Channel Modeling for Physically Secure Electro-Quasistatic In-Body to Out-of-Body Communication with Galvanic Tx and Multimodal Rx
Arunashish Datta, Mayukh Nath, Baibhab Chatterjee, Nirmoy Modak,, Shreyas Sen

TL;DR
This paper develops a channel model for secure electro-quasistatic in-body to out-of-body communication, comparing galvanic and capacitive receivers, validated through FEM simulations and experiments.
Contribution
It introduces a novel channel model for secure in-body to out-of-body communication using electro-quasistatic methods, with experimental validation.
Findings
Galvanic receiver has 5dB lower path loss near transmitter.

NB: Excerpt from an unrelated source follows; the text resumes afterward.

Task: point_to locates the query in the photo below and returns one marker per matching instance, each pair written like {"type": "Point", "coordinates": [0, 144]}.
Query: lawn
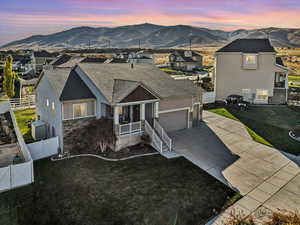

Capacitive receiver has 15dB lower path loss at larger distances.
Simulation results align well with experimental data.
Abstract
Increasing number of devices being used in and around the human body has resulted in the exploration of the human body as a communication medium. In this paper, we design a channel model for implantable devices communicating outside the body using physically secure Electro-Quasistatic Human Body Communication. A galvanic receiver shows 5dB lower path loss than capacitive receiver when placed close to transmitter whereas a capacitive receiver has around 15dB lower path loss for larger separation between the transmitter and receiver. Finite Element Method (FEM) based simulations are used to analyze the communication channel for different receiver topologies and experimental data is used to validate the simulation results.